Prescription drug prices in the US are steadily rising and, with little progress being made to solve the problem at the national level, state legislators are now taking matters into their own hands. Already in 2018, 84 bills have been filed from 34 different US states, all seeking to reduce prescription drug prices for state constituents. Many of these bills focus on internal US issues and seek to drive down costs by making domestic drug development and approval processes more efficient and increasing competition through the approval of generics and biosimilars.

However, some states have decided to look outside of the US for a solution. Recognizing that drug prices are considerably lower in other countries, Utah and five other states have put forward bills which would allow the importation of cheaper drugs from Canada.

In Canada, the exact same drugs, produced by the same manufacturers, cost on average 30 percent less than they do in the US. The state-level drug importation bills would allow contracted wholesale pharmacies to purchase these cheaper products, from FDA-approved wholesalers and facilities in Canada, and provide them to US patients. The hope is that this will not only provide cheaper alternatives for patients, it will also put pressure on companies to lower their drug prices in the US in order to remain competitive.

The main opposition to the bill, unsurprisingly, comes from pharma companies who claim that Canadian drugs could be less safe and importing them could pose a threat to US patient health. However, backers of the state plans claim that this would only be a concern if the drug importation was being proposed as an open, ‘free-for-all’ program, which it is not.

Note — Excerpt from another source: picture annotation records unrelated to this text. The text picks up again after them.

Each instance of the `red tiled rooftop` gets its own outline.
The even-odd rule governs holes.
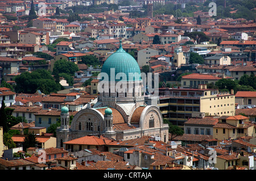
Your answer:
[[[237,91],[236,97],[256,98],[256,91]]]

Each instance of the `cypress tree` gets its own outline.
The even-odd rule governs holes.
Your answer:
[[[36,19],[38,17],[38,15],[36,15],[36,13],[35,11],[35,7],[34,6],[33,0],[31,1],[31,3],[30,5],[30,10],[28,15],[30,16],[29,17],[30,20],[33,19]]]
[[[8,132],[7,116],[5,112],[5,104],[3,100],[2,100],[2,106],[0,109],[0,127],[3,127],[3,133],[7,133]]]

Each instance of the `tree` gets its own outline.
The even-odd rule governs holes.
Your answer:
[[[60,73],[65,73],[71,76],[75,75],[75,73],[79,70],[77,65],[73,62],[65,60],[59,60],[54,63],[52,74],[55,76],[59,76]]]
[[[155,35],[153,38],[153,44],[161,44],[161,41],[160,41],[160,37],[158,35]]]
[[[204,58],[197,53],[191,52],[189,62],[191,64],[203,64],[204,63]]]
[[[46,133],[53,133],[53,136],[56,137],[56,130],[57,127],[60,127],[60,118],[59,118],[57,122],[55,124],[51,124],[51,125],[47,128]]]
[[[93,66],[100,65],[100,61],[98,58],[93,55],[86,55],[82,56],[81,58],[81,61],[79,62],[79,64],[84,64],[87,66],[92,65]]]
[[[36,56],[36,57],[39,58],[44,58],[47,60],[51,60],[53,58],[53,57],[52,57],[52,56],[50,56],[47,53],[40,52],[34,52],[33,55]]]
[[[141,72],[144,72],[146,75],[149,73],[149,65],[145,65],[142,66]]]
[[[180,128],[179,127],[173,125],[168,120],[164,119],[163,122],[165,124],[168,124],[169,125],[168,132],[171,133],[170,140],[172,140],[174,138],[178,136],[182,136],[184,134],[184,131]]]
[[[204,32],[200,31],[195,31],[188,33],[187,36],[196,41],[197,44],[200,42],[208,41],[209,40],[209,37],[208,37]]]
[[[196,18],[196,24],[201,25],[201,18],[200,16],[198,15],[197,18]]]
[[[25,138],[24,138],[22,145],[23,151],[27,152],[27,149],[30,147],[36,148],[37,144],[38,141],[34,132],[32,133],[30,133],[25,135]]]
[[[31,3],[30,5],[30,10],[28,13],[28,20],[30,21],[33,19],[36,19],[38,18],[35,11],[35,6],[34,6],[33,0],[31,1]]]
[[[67,83],[68,83],[69,86],[72,86],[74,84],[74,78],[69,74],[64,73],[61,73],[59,74],[59,76],[60,77],[63,77],[65,79],[65,80],[67,81]]]
[[[90,85],[90,82],[92,82],[92,81],[93,79],[92,78],[90,78],[89,79],[88,79],[87,81],[85,81],[84,83],[82,84],[82,86],[84,87],[86,87],[88,85]]]
[[[32,72],[23,72],[15,77],[16,92],[34,94],[40,90],[46,94],[56,92],[61,90],[61,86],[56,83],[50,72],[46,69],[38,69]]]
[[[7,116],[5,112],[5,104],[3,99],[2,100],[2,106],[0,108],[0,127],[3,127],[3,133],[7,133],[8,132]]]
[[[59,7],[59,6],[57,6],[55,10],[55,16],[59,16],[60,15],[60,8]]]
[[[215,85],[218,87],[218,90],[220,91],[228,90],[229,91],[230,91],[232,89],[234,90],[236,88],[237,84],[232,79],[222,78],[215,82]]]

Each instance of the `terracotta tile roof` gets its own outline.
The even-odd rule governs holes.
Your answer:
[[[236,97],[256,98],[256,91],[237,91]]]
[[[63,157],[55,158],[56,160],[65,160],[65,161],[73,161],[77,160],[78,158],[74,158],[69,155],[66,155]]]
[[[131,123],[139,123],[139,119],[141,119],[141,115],[142,111],[144,110],[146,107],[139,106],[137,107],[133,112],[133,115],[131,118]]]
[[[239,144],[240,145],[245,145],[246,146],[251,146],[251,147],[256,148],[256,145],[254,145],[254,144],[250,144],[250,143],[249,143],[249,142],[248,142],[247,141],[243,141],[243,140],[242,140],[241,139],[236,140],[232,140],[232,142],[234,142],[238,143],[238,144]]]
[[[213,126],[214,128],[226,128],[226,129],[234,129],[237,128],[236,127],[233,126],[231,124],[225,123],[218,123],[215,125]]]
[[[105,145],[110,143],[111,140],[103,137],[98,138],[94,136],[86,136],[73,140],[65,142],[65,144],[88,145]]]
[[[191,118],[187,121],[185,122],[185,124],[200,124],[200,125],[214,125],[218,122],[217,118],[212,117],[204,117],[203,118]]]
[[[56,148],[49,148],[44,150],[47,154],[53,154],[56,153],[68,153],[68,151],[65,150],[63,149],[59,149]]]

Under the Utah bill, for example, wholesalers will only be allowed to import drugs from a list created by the state’s department of health and reviewed by the U.S. Department of Health and Human Services (HHS). Only those drugs deemed safe and appropriate for importation, according to state and federal law, will be included in this list. This will ensure that the medicines being imported will be made by the same reputable companies that provide the drugs in the US, often in the same manufacturing facilities. The only difference between the US and Canadian products will, therefore, be the price.

There are also concerns that, even if such importation programs could provide access to safe, affordable products, drug companies would most likely find a way to counter importation. Industry could quite easily discourage Canadian wholesalers from providing their products to the US by dwindling Canada’s drug supply or increasing Canada’s drug prices. As the success of an importation program relies on Canadian wholesalers’ willingness to participate, suppliers in the US would likely find it hard to secure long term supply, if there are signs that Canadian patients would be negatively affected.

As of yet, no drug company has come forward to overtly say that this would be their course of action, and the trade group Pharmaceutical Research and Manufacturers of America (PhRMA) has said that it could not speculate on how individual drug companies may react to importation.

It seems that states are determined to make the importation programs work, despite these concerns. According to the text in the Utah bill, if the HHS denies the approval of the state program, experts will continue to submit applications each year until 2023. This bill has already been passed by the state House of Representatives and will now move to the Senate for consideration. Similar legislative action is being taken in states, including Vermont, West Virginia and Oklahoma.